There are many reasons why things don't overclock:
- More buffers add overclock bottlenecks (non-realtime scan)
- More electronics add overclock bottlenecks (bottleneck in additional chips)
- More menu UIs add overclock bottlenecks (bottleneck in OSD graphics overlaying chips)
- More processing/smart logic add overclock bottlenecks (bigger processors in monitors)
- Advanced processing (HDR / FALD / etc) add overclock bottlenecks (more chips that are weak links)
- Fixed Hz add overclock bottlenecks (monitors that can run at any Hz in 1Hz increments from 60Hz-144Hz are easier to overclock)
- Scan conversion add overclock bottlenecks (panels that convert signal scanrate to a fixed panel
- Arbitrary undefeatable range checks ("OUT OF RANGE' without a dismiss-hack like this thread) add overclock bottlenecks
TL;DR; Overclocks are only as strong as the weak link
Which means more advanced monitors are often less overclockable....ironically.
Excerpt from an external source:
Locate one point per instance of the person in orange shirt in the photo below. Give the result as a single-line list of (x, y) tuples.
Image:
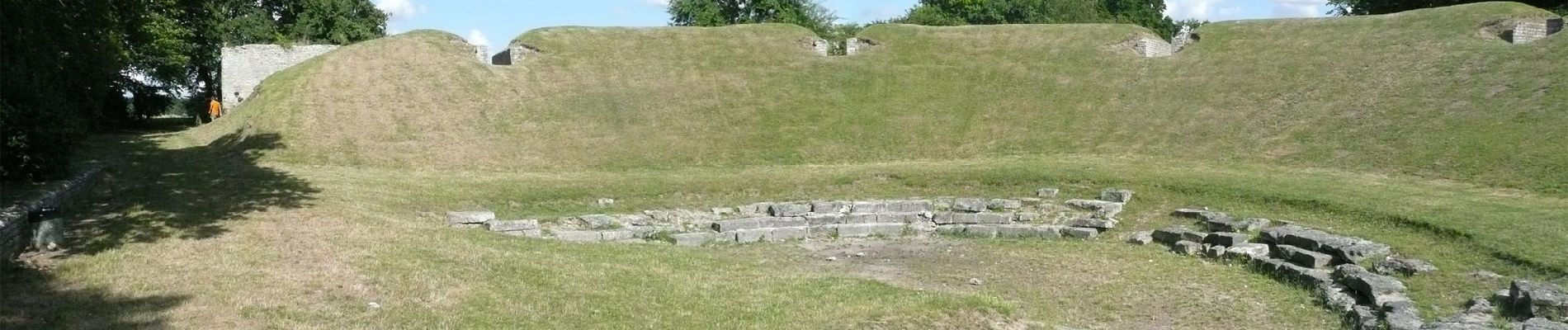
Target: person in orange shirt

Which is why "dumber" panels are sometimes easier to overclock than newer/smarter/fully featured panels. Like that old 60Hz laptop display that overclocked to 180Hz. Or the very thin-electronics-layered Zisworks 4K120Hz chinese panel that successfully overclocks to 480Hz at http://www.blurbusters.com/480hz
The fewer weak links, the better. And you definitely need it to be in instant mode (whether by default, or as a menu setting), because that means the panel is synchronized to the signal, and you're overclocking at the signal level.
If you successfully overclocked to 205 Hz but there is frameskipping,
(1) Make sure you test 144 Hz and fix your frameskipping verification process (e.g. no multimonitor malfunction)
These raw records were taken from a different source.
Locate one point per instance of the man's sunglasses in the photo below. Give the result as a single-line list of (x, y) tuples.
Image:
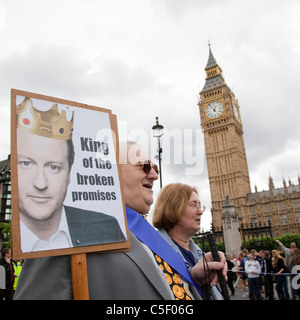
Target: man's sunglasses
[(147, 166)]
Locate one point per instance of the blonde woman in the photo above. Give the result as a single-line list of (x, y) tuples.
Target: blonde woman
[(281, 279), (177, 216)]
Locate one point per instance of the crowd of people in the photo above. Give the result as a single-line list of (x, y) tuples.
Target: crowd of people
[(163, 261), (10, 270), (262, 274)]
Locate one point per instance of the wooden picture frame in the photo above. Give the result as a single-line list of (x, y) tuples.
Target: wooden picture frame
[(95, 183)]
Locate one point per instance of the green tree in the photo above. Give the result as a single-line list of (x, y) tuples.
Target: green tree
[(5, 232)]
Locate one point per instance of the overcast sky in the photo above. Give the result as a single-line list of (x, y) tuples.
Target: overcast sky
[(146, 58)]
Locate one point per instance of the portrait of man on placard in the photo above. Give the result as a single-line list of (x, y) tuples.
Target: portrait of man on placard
[(45, 156)]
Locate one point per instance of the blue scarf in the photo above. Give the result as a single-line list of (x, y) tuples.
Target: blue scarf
[(149, 236)]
(2) Then try again. If fail, keep decreasing by 5Hz or 10Hz until frameskipping disappears.
Even on my XL2720Z, my 220Hz sometimes go into a frameskipping loop about 25% of the time. I just repeat (reset the S-Switch, or switch back-fourth 144Hz <-> 220Hz) and the frameskipping disappears. It's more reliable if I only overclock to 200Hz or 210Hz. The weak link could be the existing VBI processing loop that runs between refresh cycles, and you might be hitting the threshold limits, causing frameskipping when monitor-processing margins become too tight.
Each monitor is different due to different manufacturing tolerances, much like some CPUs can only overclock by 25% and other CPUs can overclock more to 50%. We get odd overclocking problems that are often unique, or model-dependant, or cable-dependant, or timings-formula dependant (CVT, CVT-Reduced, Manual, etc). Many monitors have overclock caps (e.g. 165 Hz overclock caps) but I love it when overclocking is uncapped -- like the discovery of the BenQ overclocks.
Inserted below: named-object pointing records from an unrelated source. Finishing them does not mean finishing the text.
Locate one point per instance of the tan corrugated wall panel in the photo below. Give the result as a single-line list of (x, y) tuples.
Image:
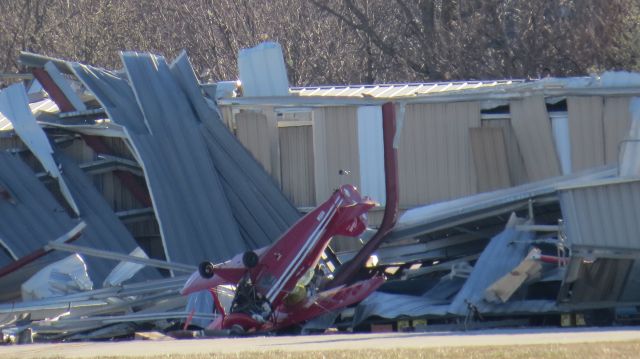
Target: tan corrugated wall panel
[(586, 132), (434, 154), (517, 170), (335, 141), (490, 158), (617, 120), (296, 154), (252, 130), (532, 127)]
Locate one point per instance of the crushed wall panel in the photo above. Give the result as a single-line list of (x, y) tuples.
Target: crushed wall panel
[(335, 140), (532, 127), (434, 155), (617, 122), (296, 151), (490, 158), (517, 170), (586, 132)]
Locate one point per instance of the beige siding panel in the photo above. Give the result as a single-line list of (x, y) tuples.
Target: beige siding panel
[(252, 130), (490, 158), (434, 155), (335, 139), (517, 170), (586, 132), (532, 127), (617, 120), (296, 158)]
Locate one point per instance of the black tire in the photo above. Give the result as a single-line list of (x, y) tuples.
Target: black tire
[(250, 259), (206, 269)]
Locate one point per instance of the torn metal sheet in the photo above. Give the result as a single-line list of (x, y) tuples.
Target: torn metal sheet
[(430, 218), (104, 230), (185, 184), (261, 209), (64, 86), (65, 276), (14, 104), (502, 254), (603, 217)]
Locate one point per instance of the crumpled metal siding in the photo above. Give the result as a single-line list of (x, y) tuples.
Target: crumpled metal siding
[(211, 199), (604, 215), (104, 230), (36, 217), (502, 254)]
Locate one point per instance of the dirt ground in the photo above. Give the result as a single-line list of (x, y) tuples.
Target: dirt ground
[(296, 346)]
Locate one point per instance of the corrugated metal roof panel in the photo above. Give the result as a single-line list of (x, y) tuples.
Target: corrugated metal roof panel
[(603, 215), (104, 230), (424, 219), (586, 131), (45, 105), (396, 90), (503, 253), (194, 200), (33, 216)]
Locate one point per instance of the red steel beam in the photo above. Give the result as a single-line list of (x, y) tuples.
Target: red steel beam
[(350, 269)]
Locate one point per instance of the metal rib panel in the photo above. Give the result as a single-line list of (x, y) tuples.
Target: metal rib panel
[(603, 215)]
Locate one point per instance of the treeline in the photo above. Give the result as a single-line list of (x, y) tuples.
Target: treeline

The fastest I've seen a 144Hz 1080p BenQ overclock to is approximately 240Hz-250Hz with an older BenQ XL2720Z with one of those lower version numbers (probably due to less intra-blanking processing overheads). Combined with custom hand-edited Manual Porches (if you 100% understand exactly what a Vertical Back Porch does, and what the purpose of a Horizontal Front Porch is, etc). Colors are rather severely degraded at that point though.
For better colors and for easier overclocking by monitor overclocking novices is, roughly 190-220Hz range. Keep backing down by 5Hz or 10Hz until colors starts to pop again & frameskipping properly settles Temper your expectations accordingly, you are going to have problems otherwise.